Q: What are the advantages of having a highly flexible and user-configurable laboratory information system (LIS)?

A: Each lab has unique workflows and needs, and customization is very important. Because we have set up many labs over the years and have yet to do the same setup for different labs, we have developed our software to be very flexible and customizable. It also makes it easier for laboratories to grow and change over time.

There are high-level system options that control major functions—depending on whether the lab does traditional microbiology, or pathology, for example—and there are also smaller customizable options, such as the layout on the screen, report formats, references ranges, and more. We believe it is important to give users access to these tools and options rather than keeping them restricted to those with programming knowledge.

Q: How can a LIS be customized to handle workflows in a variety of different labs?

A: All labs have different needs and workflows, and there are many different ways an LIS can be customized to support those workflows. For example, while a clinical lab may need to do advanced beneficiary notice as they interact with patients, this may not be important for a reference lab that often has no direct interaction with patients. Many standard reference labs perform a lot of the same tests and processes, so the LIS can be customized with greater automation to support the lab as it grows and acquires new clients. Hospital labs have different challenges, such as tracking inpatients versus outpatients, and may require stat functionality to support the emergency department.  

Q: How does Comp Pro Med help labs create and send reports to communicate with health care providers? 

A: Ultimately, the point of an LIS is to help the lab create their product—the report. We help labs achieve this with a built-in report generator that can be used to create reports based on the recipient’s specific requirements and preferences. With the Polytech LIS the user has all of the tools for reporting at their disposal, so there is no need to reach out for help to customize a report. When we developed the system, we ensured it was simple to use and designed for laboratory professionals, not programmers.

In addition to report generation, we ensure reports are delivered to physicians and health care professionals. There are many avenues for report delivery, ranging from delivering a physical report via courier to electronic delivery via secure email, EMR interfaces and web portals.

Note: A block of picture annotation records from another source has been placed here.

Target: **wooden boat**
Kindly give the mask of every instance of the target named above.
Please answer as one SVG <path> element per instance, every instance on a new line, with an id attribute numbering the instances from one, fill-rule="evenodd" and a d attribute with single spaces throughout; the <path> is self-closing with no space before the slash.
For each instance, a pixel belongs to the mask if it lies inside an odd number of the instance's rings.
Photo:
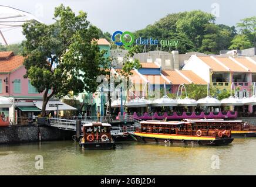
<path id="1" fill-rule="evenodd" d="M 224 120 L 218 119 L 190 119 L 184 121 L 193 123 L 195 130 L 219 129 L 231 131 L 233 137 L 255 137 L 256 126 L 250 125 L 242 120 Z"/>
<path id="2" fill-rule="evenodd" d="M 82 129 L 83 136 L 79 144 L 87 150 L 114 149 L 110 127 L 110 124 L 100 122 L 85 124 Z"/>
<path id="3" fill-rule="evenodd" d="M 131 136 L 135 140 L 156 144 L 200 146 L 223 146 L 230 144 L 233 138 L 230 130 L 193 130 L 185 122 L 143 121 Z"/>

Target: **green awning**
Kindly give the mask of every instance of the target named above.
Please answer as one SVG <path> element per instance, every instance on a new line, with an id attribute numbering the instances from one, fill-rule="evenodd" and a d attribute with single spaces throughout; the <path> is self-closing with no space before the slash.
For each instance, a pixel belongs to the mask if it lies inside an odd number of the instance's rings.
<path id="1" fill-rule="evenodd" d="M 18 107 L 22 112 L 41 112 L 42 110 L 36 106 L 19 106 Z"/>

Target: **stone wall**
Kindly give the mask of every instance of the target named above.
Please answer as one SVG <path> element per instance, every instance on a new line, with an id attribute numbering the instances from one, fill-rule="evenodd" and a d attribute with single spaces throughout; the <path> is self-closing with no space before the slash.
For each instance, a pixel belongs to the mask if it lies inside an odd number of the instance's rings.
<path id="1" fill-rule="evenodd" d="M 238 120 L 242 120 L 244 122 L 247 122 L 250 124 L 256 125 L 256 117 L 238 117 L 236 119 Z"/>
<path id="2" fill-rule="evenodd" d="M 15 125 L 0 127 L 0 144 L 72 140 L 75 131 L 49 126 Z"/>

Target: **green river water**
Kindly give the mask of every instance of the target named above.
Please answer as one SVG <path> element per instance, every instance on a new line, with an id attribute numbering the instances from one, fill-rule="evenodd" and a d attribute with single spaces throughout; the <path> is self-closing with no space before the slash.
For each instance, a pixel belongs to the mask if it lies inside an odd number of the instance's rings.
<path id="1" fill-rule="evenodd" d="M 43 169 L 35 167 L 38 155 Z M 72 141 L 1 145 L 0 175 L 256 175 L 256 138 L 222 147 L 117 142 L 116 150 L 102 151 L 85 151 Z"/>

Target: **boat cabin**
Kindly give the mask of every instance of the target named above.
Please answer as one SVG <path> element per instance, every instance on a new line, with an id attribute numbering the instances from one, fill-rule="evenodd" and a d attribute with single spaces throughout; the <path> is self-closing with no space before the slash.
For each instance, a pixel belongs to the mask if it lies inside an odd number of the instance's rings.
<path id="1" fill-rule="evenodd" d="M 138 131 L 142 133 L 217 137 L 220 131 L 223 131 L 215 129 L 204 129 L 203 126 L 202 128 L 195 127 L 195 123 L 188 122 L 149 120 L 140 122 L 140 124 L 141 128 Z"/>
<path id="2" fill-rule="evenodd" d="M 85 143 L 111 142 L 111 124 L 100 122 L 90 123 L 83 126 Z"/>
<path id="3" fill-rule="evenodd" d="M 255 127 L 249 125 L 242 120 L 224 120 L 217 119 L 185 119 L 184 122 L 193 124 L 195 129 L 224 129 L 232 130 L 256 130 Z"/>

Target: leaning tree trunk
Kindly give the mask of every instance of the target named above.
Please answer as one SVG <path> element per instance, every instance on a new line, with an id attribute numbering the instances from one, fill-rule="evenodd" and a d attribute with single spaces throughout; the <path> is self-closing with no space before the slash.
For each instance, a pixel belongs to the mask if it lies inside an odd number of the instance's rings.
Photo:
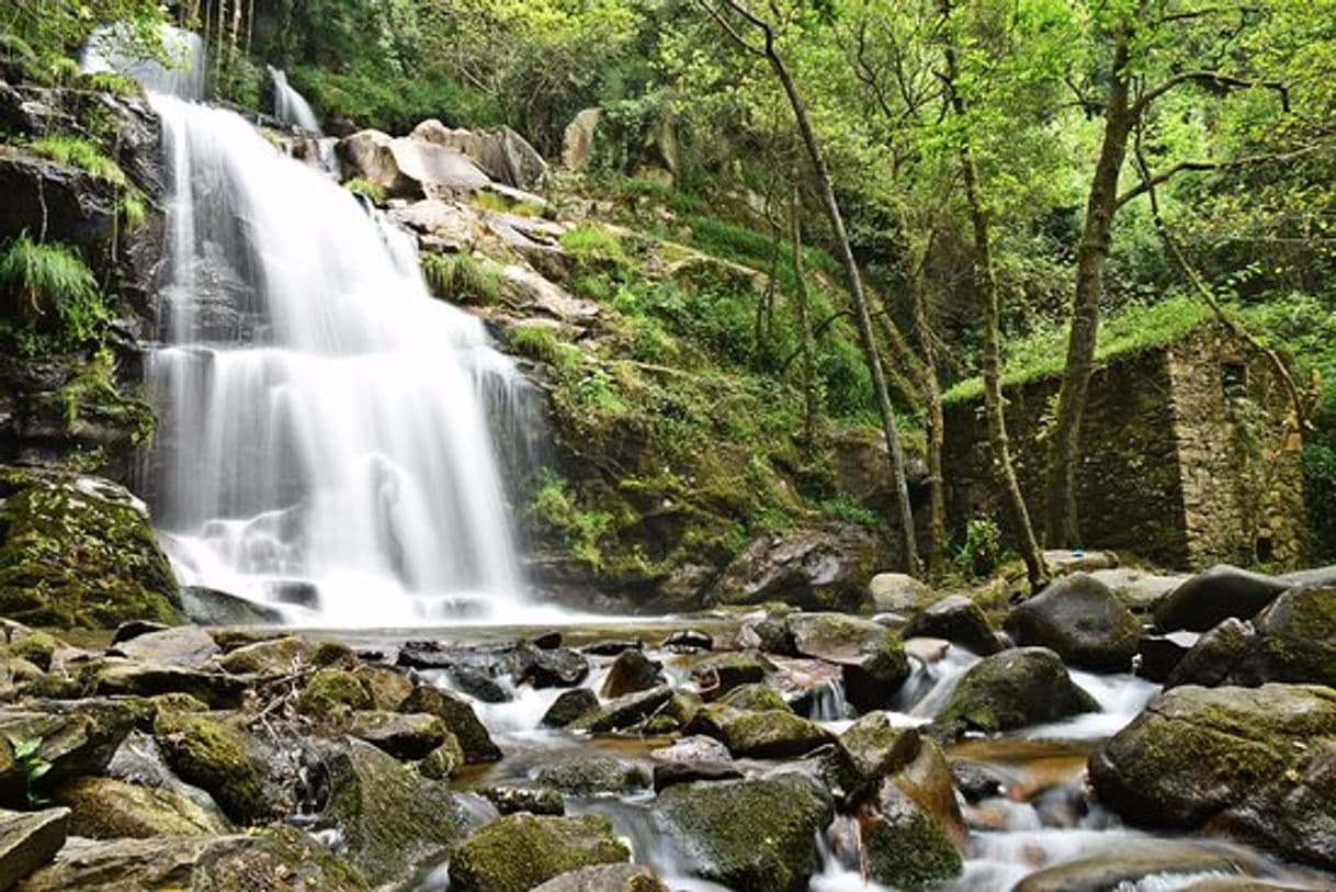
<path id="1" fill-rule="evenodd" d="M 1118 175 L 1128 155 L 1133 114 L 1128 98 L 1126 31 L 1113 51 L 1113 74 L 1105 106 L 1104 143 L 1090 182 L 1085 230 L 1077 250 L 1077 285 L 1071 302 L 1067 360 L 1058 391 L 1058 411 L 1049 435 L 1049 488 L 1045 504 L 1045 540 L 1049 547 L 1081 544 L 1077 507 L 1077 465 L 1081 460 L 1081 420 L 1094 373 L 1094 352 L 1104 297 L 1104 269 L 1109 262 L 1113 215 L 1118 209 Z"/>
<path id="2" fill-rule="evenodd" d="M 950 5 L 942 4 L 949 13 Z M 951 99 L 951 110 L 957 118 L 966 114 L 965 98 L 955 90 L 959 68 L 955 47 L 946 45 L 946 86 Z M 1021 546 L 1030 587 L 1038 590 L 1046 576 L 1043 554 L 1030 526 L 1030 511 L 1025 506 L 1021 481 L 1011 461 L 1011 444 L 1006 431 L 1006 401 L 1002 397 L 1002 316 L 998 300 L 997 271 L 993 266 L 993 241 L 989 231 L 987 211 L 979 194 L 979 171 L 969 139 L 961 144 L 961 173 L 965 179 L 965 199 L 970 210 L 970 223 L 974 229 L 974 288 L 979 298 L 979 322 L 983 328 L 983 412 L 987 416 L 989 447 L 993 451 L 993 465 L 1002 497 L 1006 503 L 1011 526 Z"/>

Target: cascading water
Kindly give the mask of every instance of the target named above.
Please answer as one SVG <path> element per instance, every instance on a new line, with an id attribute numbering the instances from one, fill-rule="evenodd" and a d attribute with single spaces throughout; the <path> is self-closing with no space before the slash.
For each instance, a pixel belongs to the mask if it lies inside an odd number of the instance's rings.
<path id="1" fill-rule="evenodd" d="M 274 116 L 289 124 L 297 124 L 317 136 L 323 136 L 325 131 L 321 130 L 321 122 L 311 111 L 311 104 L 306 102 L 306 96 L 287 83 L 287 72 L 274 66 L 265 67 L 269 68 L 269 79 L 274 84 Z"/>
<path id="2" fill-rule="evenodd" d="M 182 580 L 327 625 L 514 621 L 485 417 L 510 362 L 351 194 L 231 112 L 152 104 L 172 198 L 147 485 Z"/>

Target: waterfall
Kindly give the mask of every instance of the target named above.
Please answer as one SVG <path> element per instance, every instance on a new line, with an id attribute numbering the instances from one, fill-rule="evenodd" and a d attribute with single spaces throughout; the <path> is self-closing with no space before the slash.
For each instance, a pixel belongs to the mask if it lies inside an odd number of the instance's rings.
<path id="1" fill-rule="evenodd" d="M 306 102 L 306 96 L 287 83 L 287 72 L 274 66 L 265 67 L 269 68 L 269 79 L 274 84 L 274 116 L 289 124 L 297 124 L 317 136 L 323 136 L 325 131 L 321 130 L 321 122 L 311 111 L 311 104 Z"/>
<path id="2" fill-rule="evenodd" d="M 167 64 L 146 58 L 130 28 L 99 28 L 84 47 L 80 70 L 86 74 L 112 71 L 134 78 L 150 92 L 203 100 L 208 71 L 204 41 L 198 33 L 171 25 L 162 25 L 159 36 Z"/>
<path id="3" fill-rule="evenodd" d="M 238 115 L 152 104 L 171 275 L 146 483 L 182 582 L 326 625 L 514 622 L 485 411 L 514 400 L 509 360 L 350 193 Z"/>

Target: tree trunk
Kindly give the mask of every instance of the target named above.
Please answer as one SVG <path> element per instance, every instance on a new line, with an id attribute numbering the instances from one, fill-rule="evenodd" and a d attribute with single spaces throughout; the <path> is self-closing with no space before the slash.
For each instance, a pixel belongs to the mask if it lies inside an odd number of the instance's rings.
<path id="1" fill-rule="evenodd" d="M 1130 33 L 1120 31 L 1113 49 L 1104 143 L 1090 182 L 1085 229 L 1077 250 L 1077 285 L 1071 302 L 1067 360 L 1062 372 L 1062 389 L 1058 392 L 1057 417 L 1049 435 L 1045 540 L 1050 547 L 1081 544 L 1075 493 L 1077 464 L 1081 460 L 1081 417 L 1085 415 L 1090 376 L 1094 372 L 1104 269 L 1109 262 L 1113 217 L 1118 210 L 1118 175 L 1128 155 L 1128 138 L 1133 124 L 1126 72 L 1129 43 Z"/>
<path id="2" fill-rule="evenodd" d="M 949 3 L 943 3 L 942 8 L 947 15 L 950 13 Z M 955 90 L 959 75 L 955 47 L 949 43 L 945 52 L 946 88 L 951 110 L 957 118 L 963 120 L 965 98 Z M 1021 558 L 1025 560 L 1026 575 L 1031 590 L 1037 591 L 1047 572 L 1039 543 L 1034 538 L 1034 527 L 1030 526 L 1030 512 L 1025 506 L 1021 481 L 1015 476 L 1015 465 L 1011 461 L 1011 444 L 1006 431 L 1006 401 L 1002 397 L 1002 330 L 999 322 L 1002 310 L 998 300 L 997 270 L 993 266 L 993 237 L 989 231 L 983 198 L 979 194 L 978 164 L 967 136 L 961 144 L 959 155 L 961 173 L 965 179 L 965 199 L 974 229 L 974 289 L 978 292 L 979 322 L 983 329 L 983 411 L 987 416 L 989 447 L 993 451 L 994 472 L 1002 487 L 1002 497 L 1021 547 Z"/>

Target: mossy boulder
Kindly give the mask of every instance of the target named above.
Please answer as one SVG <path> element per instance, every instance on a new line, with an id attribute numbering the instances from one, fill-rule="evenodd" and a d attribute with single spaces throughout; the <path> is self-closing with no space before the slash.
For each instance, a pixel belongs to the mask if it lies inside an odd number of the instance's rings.
<path id="1" fill-rule="evenodd" d="M 1205 824 L 1336 867 L 1336 690 L 1174 687 L 1090 758 L 1100 800 L 1125 820 Z"/>
<path id="2" fill-rule="evenodd" d="M 474 826 L 460 797 L 362 741 L 317 750 L 321 825 L 337 828 L 343 855 L 377 885 L 402 884 L 454 849 Z"/>
<path id="3" fill-rule="evenodd" d="M 216 806 L 203 808 L 170 786 L 83 777 L 56 790 L 55 800 L 69 806 L 71 832 L 90 839 L 219 836 L 232 830 Z"/>
<path id="4" fill-rule="evenodd" d="M 257 741 L 235 718 L 216 713 L 159 713 L 154 740 L 172 772 L 218 802 L 238 824 L 263 824 L 291 806 L 269 782 Z"/>
<path id="5" fill-rule="evenodd" d="M 110 480 L 12 467 L 0 467 L 0 614 L 61 629 L 183 621 L 143 503 Z"/>
<path id="6" fill-rule="evenodd" d="M 1005 627 L 1018 645 L 1049 647 L 1073 666 L 1126 671 L 1141 623 L 1094 576 L 1074 572 L 1011 611 Z"/>
<path id="7" fill-rule="evenodd" d="M 450 860 L 450 888 L 528 892 L 569 871 L 629 859 L 605 817 L 520 812 L 488 824 L 460 847 Z"/>
<path id="8" fill-rule="evenodd" d="M 651 816 L 696 876 L 751 892 L 802 892 L 834 805 L 812 778 L 779 774 L 672 786 Z"/>
<path id="9" fill-rule="evenodd" d="M 934 721 L 934 733 L 955 740 L 965 732 L 1009 732 L 1097 713 L 1100 703 L 1077 686 L 1051 650 L 1018 647 L 970 667 Z"/>

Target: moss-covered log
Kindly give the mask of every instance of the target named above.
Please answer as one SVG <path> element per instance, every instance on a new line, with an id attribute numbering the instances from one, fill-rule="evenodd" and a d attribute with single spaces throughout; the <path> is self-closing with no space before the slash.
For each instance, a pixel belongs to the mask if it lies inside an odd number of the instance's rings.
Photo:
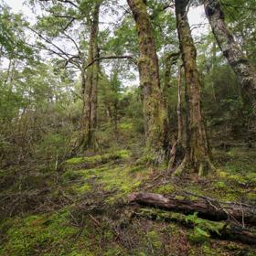
<path id="1" fill-rule="evenodd" d="M 210 219 L 227 220 L 230 219 L 237 223 L 256 224 L 256 208 L 239 203 L 224 203 L 211 198 L 198 198 L 190 200 L 188 198 L 167 197 L 154 193 L 133 193 L 129 197 L 130 202 L 143 205 L 158 207 L 178 212 L 197 212 L 198 216 Z"/>
<path id="2" fill-rule="evenodd" d="M 201 82 L 197 67 L 197 49 L 191 36 L 187 16 L 187 0 L 176 1 L 176 27 L 182 53 L 186 80 L 186 101 L 187 108 L 187 144 L 185 157 L 176 169 L 180 174 L 189 169 L 204 176 L 214 169 L 210 161 L 206 126 L 202 115 Z"/>
<path id="3" fill-rule="evenodd" d="M 167 212 L 155 208 L 141 208 L 133 213 L 133 218 L 145 218 L 157 221 L 176 222 L 188 229 L 202 232 L 205 239 L 208 235 L 219 240 L 239 240 L 246 244 L 256 244 L 256 233 L 238 226 L 222 222 L 216 222 L 181 213 Z"/>

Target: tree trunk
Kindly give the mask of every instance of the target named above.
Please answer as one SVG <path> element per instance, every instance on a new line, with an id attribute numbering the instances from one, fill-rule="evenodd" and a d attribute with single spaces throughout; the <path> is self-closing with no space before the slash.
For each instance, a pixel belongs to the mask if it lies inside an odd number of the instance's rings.
<path id="1" fill-rule="evenodd" d="M 87 63 L 99 58 L 98 32 L 99 14 L 101 4 L 96 4 L 91 21 L 91 35 L 88 48 Z M 84 63 L 84 64 L 87 64 Z M 83 91 L 83 117 L 82 117 L 82 149 L 96 146 L 95 132 L 97 128 L 97 91 L 99 80 L 99 61 L 95 61 L 87 69 L 82 70 L 82 91 Z"/>
<path id="2" fill-rule="evenodd" d="M 256 93 L 256 70 L 228 29 L 219 1 L 204 0 L 206 16 L 222 54 L 229 61 L 245 93 Z"/>
<path id="3" fill-rule="evenodd" d="M 165 159 L 165 122 L 166 112 L 162 98 L 158 58 L 151 21 L 144 0 L 127 0 L 133 12 L 139 37 L 138 59 L 140 83 L 143 90 L 146 154 L 150 161 Z"/>
<path id="4" fill-rule="evenodd" d="M 197 49 L 187 16 L 187 3 L 188 0 L 176 0 L 176 27 L 185 69 L 187 122 L 185 157 L 175 174 L 179 175 L 187 168 L 204 176 L 214 167 L 210 161 L 210 149 L 202 116 L 201 83 L 196 62 Z"/>
<path id="5" fill-rule="evenodd" d="M 177 72 L 177 106 L 176 106 L 176 114 L 177 114 L 177 138 L 173 144 L 171 152 L 170 152 L 170 160 L 168 169 L 171 171 L 175 166 L 180 165 L 184 157 L 184 137 L 183 137 L 183 117 L 182 117 L 182 106 L 181 106 L 181 77 L 182 77 L 182 66 L 178 67 Z"/>

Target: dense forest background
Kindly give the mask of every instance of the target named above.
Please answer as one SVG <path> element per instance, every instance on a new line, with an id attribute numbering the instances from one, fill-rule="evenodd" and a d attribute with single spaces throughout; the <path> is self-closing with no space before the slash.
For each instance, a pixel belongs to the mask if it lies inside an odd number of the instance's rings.
<path id="1" fill-rule="evenodd" d="M 255 4 L 0 1 L 0 255 L 256 255 Z"/>

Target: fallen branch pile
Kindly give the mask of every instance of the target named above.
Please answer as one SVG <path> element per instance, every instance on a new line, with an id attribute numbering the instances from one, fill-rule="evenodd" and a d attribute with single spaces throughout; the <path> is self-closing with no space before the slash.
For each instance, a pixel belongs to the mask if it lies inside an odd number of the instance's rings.
<path id="1" fill-rule="evenodd" d="M 197 212 L 199 218 L 210 219 L 211 221 L 207 221 L 216 223 L 219 227 L 218 230 L 208 230 L 215 237 L 256 244 L 256 231 L 251 228 L 256 224 L 255 207 L 235 202 L 220 202 L 188 192 L 183 194 L 193 196 L 193 198 L 197 197 L 197 199 L 191 200 L 188 197 L 176 197 L 176 195 L 165 197 L 159 194 L 139 192 L 131 194 L 129 201 L 130 203 L 156 208 L 156 209 L 139 210 L 134 213 L 134 216 L 157 220 L 176 221 L 193 228 L 196 224 L 186 215 Z M 159 208 L 182 212 L 183 214 L 166 212 Z M 222 222 L 217 222 L 221 220 Z"/>

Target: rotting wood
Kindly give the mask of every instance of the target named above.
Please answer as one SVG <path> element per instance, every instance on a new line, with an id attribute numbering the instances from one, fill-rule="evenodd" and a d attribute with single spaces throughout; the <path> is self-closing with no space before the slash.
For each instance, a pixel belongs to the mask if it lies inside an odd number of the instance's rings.
<path id="1" fill-rule="evenodd" d="M 193 196 L 195 197 L 195 196 Z M 236 202 L 197 197 L 191 200 L 186 197 L 165 197 L 160 194 L 137 192 L 129 196 L 129 202 L 170 209 L 177 212 L 197 212 L 199 217 L 214 220 L 229 220 L 238 226 L 256 224 L 256 207 Z"/>

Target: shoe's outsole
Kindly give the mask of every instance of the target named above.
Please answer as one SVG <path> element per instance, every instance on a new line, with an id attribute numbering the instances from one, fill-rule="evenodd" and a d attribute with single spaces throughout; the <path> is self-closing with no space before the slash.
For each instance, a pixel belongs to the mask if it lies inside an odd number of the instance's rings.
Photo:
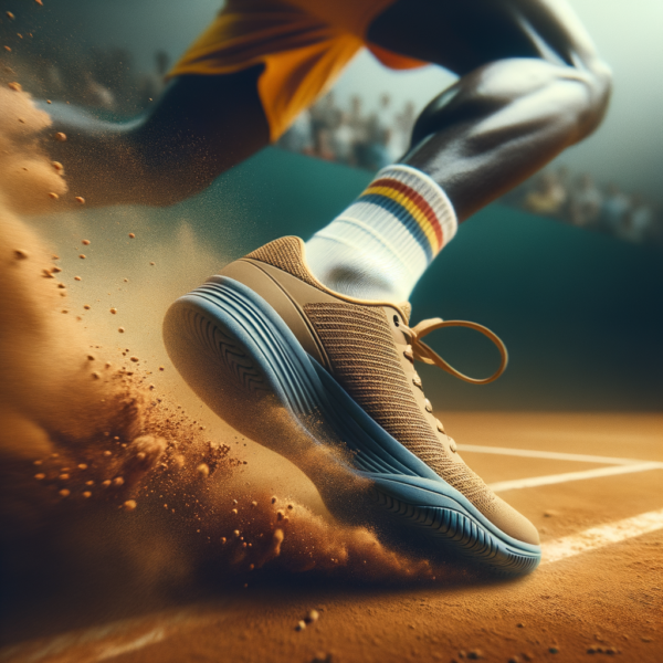
<path id="1" fill-rule="evenodd" d="M 399 527 L 414 526 L 486 568 L 520 575 L 539 564 L 538 546 L 497 528 L 378 425 L 302 348 L 276 312 L 238 281 L 214 276 L 177 299 L 164 320 L 164 340 L 176 368 L 214 412 L 253 439 L 256 429 L 264 431 L 256 441 L 284 451 L 270 443 L 283 439 L 272 429 L 283 430 L 284 412 L 286 424 L 314 443 L 341 441 L 351 454 L 336 462 L 370 481 L 360 497 L 370 502 L 364 509 L 367 524 L 377 506 Z M 284 455 L 297 464 L 296 452 Z M 343 506 L 326 502 L 344 517 Z M 354 502 L 356 520 L 362 504 Z"/>

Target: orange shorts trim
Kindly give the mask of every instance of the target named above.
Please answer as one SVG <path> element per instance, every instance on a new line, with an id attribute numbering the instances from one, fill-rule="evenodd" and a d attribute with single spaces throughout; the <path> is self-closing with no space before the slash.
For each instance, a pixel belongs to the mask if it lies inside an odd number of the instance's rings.
<path id="1" fill-rule="evenodd" d="M 169 77 L 220 75 L 256 64 L 257 91 L 276 140 L 327 92 L 362 48 L 391 69 L 427 63 L 366 42 L 371 21 L 394 0 L 229 0 Z"/>

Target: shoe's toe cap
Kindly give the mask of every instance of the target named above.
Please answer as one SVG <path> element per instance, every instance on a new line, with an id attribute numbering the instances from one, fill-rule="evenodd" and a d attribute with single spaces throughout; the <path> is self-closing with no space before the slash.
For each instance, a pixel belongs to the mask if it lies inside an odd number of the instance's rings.
<path id="1" fill-rule="evenodd" d="M 502 497 L 495 496 L 486 516 L 508 536 L 533 546 L 540 544 L 537 528 Z"/>

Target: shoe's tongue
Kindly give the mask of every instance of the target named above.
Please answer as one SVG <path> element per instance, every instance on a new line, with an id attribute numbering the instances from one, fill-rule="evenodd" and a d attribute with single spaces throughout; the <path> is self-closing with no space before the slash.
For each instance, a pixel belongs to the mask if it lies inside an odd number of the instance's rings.
<path id="1" fill-rule="evenodd" d="M 406 325 L 410 324 L 410 316 L 412 315 L 412 304 L 410 302 L 401 302 L 398 307 L 403 312 L 406 316 Z"/>

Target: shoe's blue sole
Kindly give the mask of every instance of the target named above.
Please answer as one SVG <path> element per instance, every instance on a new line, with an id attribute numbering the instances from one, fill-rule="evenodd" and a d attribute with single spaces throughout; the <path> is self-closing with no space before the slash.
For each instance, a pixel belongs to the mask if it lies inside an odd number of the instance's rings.
<path id="1" fill-rule="evenodd" d="M 255 439 L 256 430 L 262 430 L 257 441 L 263 443 L 277 439 L 271 427 L 283 427 L 285 411 L 290 425 L 316 443 L 341 441 L 350 454 L 337 462 L 370 480 L 371 490 L 361 493 L 361 499 L 370 502 L 366 524 L 377 507 L 399 527 L 415 526 L 425 538 L 482 566 L 507 573 L 527 573 L 537 567 L 538 546 L 497 528 L 378 425 L 302 348 L 276 312 L 243 284 L 214 276 L 177 299 L 164 320 L 164 339 L 189 386 L 241 432 Z M 276 408 L 277 422 L 272 421 L 274 404 L 282 406 Z M 265 445 L 281 451 L 269 440 Z M 288 457 L 297 464 L 296 453 Z M 326 502 L 344 517 L 344 506 Z M 361 522 L 362 505 L 354 502 L 352 518 Z"/>

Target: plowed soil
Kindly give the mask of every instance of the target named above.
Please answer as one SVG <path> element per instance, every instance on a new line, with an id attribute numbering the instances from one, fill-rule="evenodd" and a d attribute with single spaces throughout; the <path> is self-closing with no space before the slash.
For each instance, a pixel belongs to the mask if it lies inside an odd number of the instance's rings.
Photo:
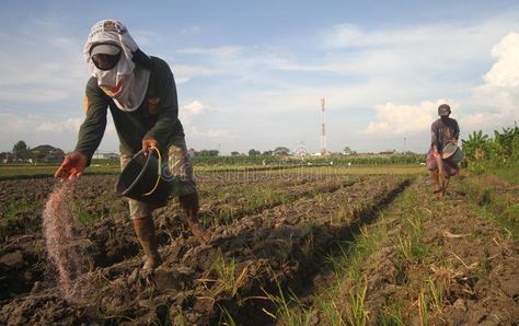
<path id="1" fill-rule="evenodd" d="M 460 184 L 438 199 L 423 177 L 204 176 L 198 182 L 200 218 L 211 242 L 197 243 L 172 200 L 154 213 L 164 263 L 143 277 L 142 252 L 126 201 L 114 195 L 115 182 L 116 176 L 83 176 L 74 184 L 76 245 L 84 270 L 76 280 L 81 295 L 67 299 L 41 229 L 57 182 L 0 182 L 0 324 L 217 325 L 232 318 L 238 325 L 274 325 L 277 321 L 266 312 L 276 308 L 267 293 L 291 289 L 311 305 L 312 292 L 326 287 L 326 257 L 361 229 L 376 225 L 382 211 L 394 228 L 366 261 L 368 321 L 378 324 L 377 312 L 399 299 L 410 303 L 404 305 L 406 324 L 419 324 L 414 306 L 419 293 L 403 287 L 395 266 L 412 277 L 436 265 L 404 264 L 395 254 L 397 234 L 406 228 L 402 214 L 416 209 L 394 203 L 406 191 L 417 194 L 423 211 L 430 212 L 423 241 L 452 259 L 451 273 L 441 276 L 450 282 L 445 308 L 437 313 L 430 307 L 431 323 L 519 323 L 519 246 L 474 213 Z M 325 325 L 319 316 L 312 324 Z"/>

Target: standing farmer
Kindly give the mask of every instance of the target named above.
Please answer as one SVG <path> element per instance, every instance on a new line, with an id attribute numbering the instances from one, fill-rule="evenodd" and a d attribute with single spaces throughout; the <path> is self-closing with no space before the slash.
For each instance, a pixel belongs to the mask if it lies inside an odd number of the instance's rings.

Q: How much training do you provide for the LIS, and is extended support available after the training cycle?

A: When we train new users on the LIS, we like to take a more organic approach. Doing a full rundown of the system gives users a lot of information at once, and it is hard to remember and learn this way. Instead, we like to do more targeted training while the system is being deployed. This way, we can define similar functions together and then move on to other functions.

We also provide ongoing lab support when initial training is complete. The purpose of ongoing support is not only to help solve problems, but also to really understand the goals of the laboratory and help ensure they have the solutions in place to achieve those goals. For example, when a lab contacts us for help with a problem, they often realize that solving that specific issue doesn’t necessarily allow them to accomplish what they were hoping to do. When you support the lab, there is a back-and-forth process to understand the goal and develop the solution. We want to empower the laboratory, and our lab support is designed to do that into the future.

Q: How does Comp Pro Med decide which improvements to make to Polytech LIS?

A: First, we rely on feedback from labs. There is always something new they will need, or some burgeoning area of the lab that we weren’t aware of—maybe a behind-the-scenes change to billing processes—that requires a new feature.

We also stay up-to-date on emerging trends in the laboratory and testing space. For example, pharmacogenomics is becoming more commonplace, and since we have been watching this since it first emerged, we have solutions already in development. Watching new trends emerge, then thinking it through as to how it relates to the lab, is a large part of how we develop Polytech for the future.